Este ejemplo ilustra la desgracia de negar sistemáticamente la realidad de la guerra ucraniana, con la repetición de la aterradora ilusión de que con más armas “podemos y vamos a ganar la guerra.” El libro de Jacques Baud señala a la perfección que los “prejuicios” que corren en Europa no se corresponden a la realidad y que las decisiones políticas que parten de prejuicios tendrán el efecto contrario. Por ello la conclusión de Baud al final del libro es que el presidente ruso, Vladímir Putin, a pesar de las enormes sanciones impuestas a su país y de las predicciones de su fracaso, “tiene en sus manos los acontecimientos.”

Deconstrucción de mitos y mentiras

Baud revisa varios mitos en su libro. Comienza con la historia de la expansión de la OTAN al Este, la cual se inicia después del derrumbe del comunismo. Esto incluye la integración de Hungría, de la República Checa y de Polonia en 1999, seguida por la de los tres estados bálticos, de Eslovaquia, de Eslovenia, Rumania y Bulgaria en 2004. Cuando Estados Unidos comenzó a pensar en estacionar “Sistemas de defensa contra proyectiles balísticos” en Europa oriental (Polonia y Rumania) -según Baud- cambió el “mapa geopolítico de Europa,” lo cual puso a la OTAN más cerca de la frontera rusa.

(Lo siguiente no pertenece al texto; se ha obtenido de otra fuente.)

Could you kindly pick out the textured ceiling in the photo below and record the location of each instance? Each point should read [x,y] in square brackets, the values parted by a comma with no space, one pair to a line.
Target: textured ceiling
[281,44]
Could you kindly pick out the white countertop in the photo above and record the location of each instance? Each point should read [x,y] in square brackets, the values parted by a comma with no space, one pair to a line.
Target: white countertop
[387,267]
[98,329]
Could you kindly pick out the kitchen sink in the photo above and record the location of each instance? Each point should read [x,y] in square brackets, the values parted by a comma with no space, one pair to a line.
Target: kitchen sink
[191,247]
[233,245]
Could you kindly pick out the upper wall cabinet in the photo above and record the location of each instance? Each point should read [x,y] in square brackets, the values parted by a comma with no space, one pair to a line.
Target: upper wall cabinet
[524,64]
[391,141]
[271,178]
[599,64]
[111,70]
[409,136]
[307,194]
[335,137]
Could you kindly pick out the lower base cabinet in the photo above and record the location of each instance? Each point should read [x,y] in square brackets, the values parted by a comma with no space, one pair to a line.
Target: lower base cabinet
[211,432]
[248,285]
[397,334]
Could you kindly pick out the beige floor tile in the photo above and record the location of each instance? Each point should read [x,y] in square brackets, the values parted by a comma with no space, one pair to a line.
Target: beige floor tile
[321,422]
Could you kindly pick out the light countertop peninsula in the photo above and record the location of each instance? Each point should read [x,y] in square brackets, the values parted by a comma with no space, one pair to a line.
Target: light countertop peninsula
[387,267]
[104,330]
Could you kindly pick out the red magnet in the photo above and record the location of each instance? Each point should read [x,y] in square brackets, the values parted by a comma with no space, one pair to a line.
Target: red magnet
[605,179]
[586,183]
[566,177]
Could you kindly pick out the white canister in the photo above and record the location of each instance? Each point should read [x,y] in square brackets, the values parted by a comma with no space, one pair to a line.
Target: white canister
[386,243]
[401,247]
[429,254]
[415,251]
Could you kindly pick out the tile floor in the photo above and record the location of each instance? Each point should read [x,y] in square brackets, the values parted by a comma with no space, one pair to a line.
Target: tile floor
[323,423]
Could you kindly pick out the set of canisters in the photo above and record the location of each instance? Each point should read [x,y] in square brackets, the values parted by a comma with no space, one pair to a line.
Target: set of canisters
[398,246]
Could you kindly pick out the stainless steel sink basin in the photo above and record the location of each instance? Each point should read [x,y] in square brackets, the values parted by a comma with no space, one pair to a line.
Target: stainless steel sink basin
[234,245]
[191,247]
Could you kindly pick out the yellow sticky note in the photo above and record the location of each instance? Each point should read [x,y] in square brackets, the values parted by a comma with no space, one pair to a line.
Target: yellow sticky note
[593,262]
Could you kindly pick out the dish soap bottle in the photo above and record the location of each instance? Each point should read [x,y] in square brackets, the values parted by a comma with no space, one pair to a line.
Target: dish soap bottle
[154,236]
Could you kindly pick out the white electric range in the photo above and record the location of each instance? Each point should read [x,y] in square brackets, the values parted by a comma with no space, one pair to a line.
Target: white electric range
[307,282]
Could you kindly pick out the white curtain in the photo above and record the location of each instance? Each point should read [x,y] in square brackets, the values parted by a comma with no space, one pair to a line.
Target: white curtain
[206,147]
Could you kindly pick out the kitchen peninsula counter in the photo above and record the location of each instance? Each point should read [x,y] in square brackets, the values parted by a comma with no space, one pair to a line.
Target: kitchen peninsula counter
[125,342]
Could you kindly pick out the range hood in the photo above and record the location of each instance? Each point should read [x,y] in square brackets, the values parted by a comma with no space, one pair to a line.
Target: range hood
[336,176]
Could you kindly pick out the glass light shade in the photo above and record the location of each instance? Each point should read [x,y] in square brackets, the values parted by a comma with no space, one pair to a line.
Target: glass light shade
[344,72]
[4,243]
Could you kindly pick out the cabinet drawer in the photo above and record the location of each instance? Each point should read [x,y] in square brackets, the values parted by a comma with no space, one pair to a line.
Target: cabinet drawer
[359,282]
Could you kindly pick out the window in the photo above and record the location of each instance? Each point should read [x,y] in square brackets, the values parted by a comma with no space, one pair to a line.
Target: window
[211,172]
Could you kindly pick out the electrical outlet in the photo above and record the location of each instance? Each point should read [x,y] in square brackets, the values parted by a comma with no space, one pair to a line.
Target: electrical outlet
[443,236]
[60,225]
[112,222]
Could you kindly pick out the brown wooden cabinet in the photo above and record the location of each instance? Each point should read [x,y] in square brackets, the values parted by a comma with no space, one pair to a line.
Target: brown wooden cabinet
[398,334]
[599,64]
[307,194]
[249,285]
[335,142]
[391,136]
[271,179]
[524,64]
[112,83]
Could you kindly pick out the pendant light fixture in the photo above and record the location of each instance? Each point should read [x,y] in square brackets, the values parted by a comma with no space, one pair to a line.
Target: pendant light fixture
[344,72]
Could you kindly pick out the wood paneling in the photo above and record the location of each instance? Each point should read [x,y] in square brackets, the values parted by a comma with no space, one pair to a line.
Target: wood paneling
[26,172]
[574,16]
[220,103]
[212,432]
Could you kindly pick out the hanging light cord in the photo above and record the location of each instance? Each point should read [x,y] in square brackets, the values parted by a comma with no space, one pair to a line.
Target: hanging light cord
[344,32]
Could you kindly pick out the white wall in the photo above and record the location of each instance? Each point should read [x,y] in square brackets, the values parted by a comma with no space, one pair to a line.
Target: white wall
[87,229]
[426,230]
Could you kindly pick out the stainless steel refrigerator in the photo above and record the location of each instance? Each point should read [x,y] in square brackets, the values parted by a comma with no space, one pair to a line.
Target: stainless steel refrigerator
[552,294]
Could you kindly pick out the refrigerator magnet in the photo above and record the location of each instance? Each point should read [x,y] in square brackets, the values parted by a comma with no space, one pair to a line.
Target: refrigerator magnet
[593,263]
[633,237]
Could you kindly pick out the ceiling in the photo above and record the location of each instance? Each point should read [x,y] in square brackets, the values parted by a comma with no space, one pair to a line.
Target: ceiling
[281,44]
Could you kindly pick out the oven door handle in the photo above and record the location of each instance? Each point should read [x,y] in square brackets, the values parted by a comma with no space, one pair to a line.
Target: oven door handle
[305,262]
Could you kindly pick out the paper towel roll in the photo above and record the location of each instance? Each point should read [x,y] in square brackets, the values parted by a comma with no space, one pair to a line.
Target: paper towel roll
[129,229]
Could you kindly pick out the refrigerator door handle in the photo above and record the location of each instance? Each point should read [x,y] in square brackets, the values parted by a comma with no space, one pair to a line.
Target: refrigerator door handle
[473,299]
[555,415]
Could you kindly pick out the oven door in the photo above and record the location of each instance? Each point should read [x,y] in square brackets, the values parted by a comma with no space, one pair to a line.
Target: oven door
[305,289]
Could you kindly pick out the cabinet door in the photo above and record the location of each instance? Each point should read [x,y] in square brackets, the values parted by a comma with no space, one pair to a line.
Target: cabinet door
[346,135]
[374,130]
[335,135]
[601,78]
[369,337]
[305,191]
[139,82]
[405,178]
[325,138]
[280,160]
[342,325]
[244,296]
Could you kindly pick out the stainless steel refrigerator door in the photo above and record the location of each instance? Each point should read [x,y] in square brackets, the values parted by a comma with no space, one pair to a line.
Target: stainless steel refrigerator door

Este “cambio” de la política de Estados Unidos y de la OTAN fue también la razón del duro discurso que el presidente Putin pronunció en la Conferencia de seguridad de Múnich de 2007. En él se refirió a las garantías que se le habían ofrecido a Gorbachev en 1990 y 1991, que claramente excluían la expansión de la OTAN hacia el Este. Baud menciona varios documentos -como los documentos publicados en diciembre de 2017 por el “Registro de Seguridad Nacional” (Universidad George Washington). “Lo documentos a los que se les retiró la condición de secretos mostrarían claramente que las garantías de seguridad contra la expansión de la OTAN fueron dadas a los líderes soviéticos por Baker, Bush, Genscher, Kohl, Gates, Mitterrand, Thatcher, Hurd, Major y Wörner” (NAS 12/12/2017 Washington, DC).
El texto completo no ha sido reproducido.